Vice President Joe Biden Wednesday was joined by representatives of the U.S. Department of Agriculture and its Rural Utilities Service (RUS) and of the U.S. Department of Commerce in announcing that Waitsfield and Champlain Valley Telecom would be receiving a $3.891 million grant and $1.668 million loan to extend a fiber-to-the-home network capable of delivering between 5 megabits per second and 100 megabits per second to 1,385 residents of Addison, Chittenden, and Washington Counties.  According to Waitsfield and Champlain Valley Telecom officials, these residents will be among some of the hardest to reach and hardest to serve in the company’s territory. 

“We are very pleased to be receiving this broadband stimulus funding which will have a direct benefit for many of our most rural customers,” said Gregg Haskin president and CEO of Waitsfield and Champlain Valley Telecom.  “It is our goal to continue to evolve our network to bring next generation broadband service to our customers, and this will go a long way in helping us to accomplish this.”

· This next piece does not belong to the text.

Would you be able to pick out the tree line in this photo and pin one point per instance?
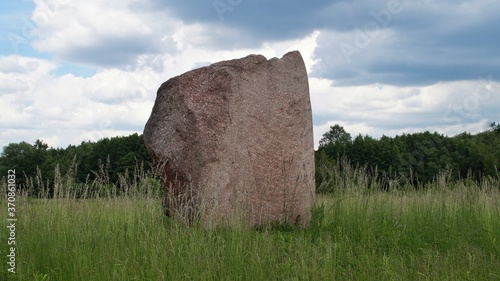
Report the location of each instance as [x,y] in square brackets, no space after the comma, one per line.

According to Waitsfield and Champlain Valley Telecom officials, the company currently provides 100 percent of its customers with access to high speed internet connections.  The company says it has begun construction of an advanced fiber optic network capable of delivering next generation services including exponentially faster internet speeds to its customers than the existing telephone system can.  The federal grant and loan will ensure the most rural customers will have access to the network within three years.

Leahy said, “Without this investment, Vermonters living in the most remote parts of the Mad River Valley and the Champlain Valley could wait another decade before receiving state-of-the-art broadband.  The Recovery Act is going to give people like those living in Lincoln Gap access to the same internet speeds as people in America’s most populated cities, creating economic and social opportunities available only to those living on the cutting edge of technology.”  Leahy is the most senior member of the Senate Agriculture Committee, which has jurisdiction over USDA and RUS, and wrote to President Obama and Senate leadership in 2007 and 2008 urging inclusion of broadband funds in the stimulus bill.

Sanders said, “In many places in Vermont, I hear from people who are extremely upset that in the year 2010, they still do not have the kind of high-speed broadband they need in order to function effectively in modern society.  If we are successful in accomplishing what we all want, in a reasonable period of time Vermont will have high quality broadband service available to virtually every home and business in the state.  This is great for our business climate, great for our schools and our students, and great for our larger institutions.”

Welch said, “This is a common-sense investment that will build a solid foundation for economic growth.  Connecting those in the most rural parts of our state to high-speed internet access has the potential to make every home a business, linking Vermont’s entrepreneurs to the world.”  Welch is a member of the House Energy and Commerce Subcommittee on Communications, Technology and the Internet.

Leahy, Sanders and Welch wrote to RUS Administrator Jonathan Adelstein in May highlighting the Waitsfield and Champlain Valley Telecom proposal and other Vermont proposals.  A copy of that letter is available online at leahy.senate.gov.

The award is part of a $7.2 billion broadband investment that was included in the American Recovery and Reinvestment Act.  The USDA’s RUS was charged with awarding $2.5 billion of those funds to expand broadband access in rural America.  Including Wednesday’s announcement, Vermont has netted more than $171 million in broadband infrastructure and adoption funds from the Recovery Act.  On August 4th,  the RUS announced a $116 million grant and loan package to the Vermont Telephone Company (VTel) of Springfield to build a statewide wireless network and to enhance VTel’s southern Vermont territory with an advanced fiber optic network.  In July, the U.S. Department of Commerce National Telecommunications Information Administration (NTIA) – which also administered a portion of the Recovery Act broadband funds -- awarded VTel a $13.7 million grant to expand the company’s mid-mile fiber backbone and connect anchor institutions.  The NTIA also announced a $33.4 million grant to the Vermont Telecommunications Authority (VTA).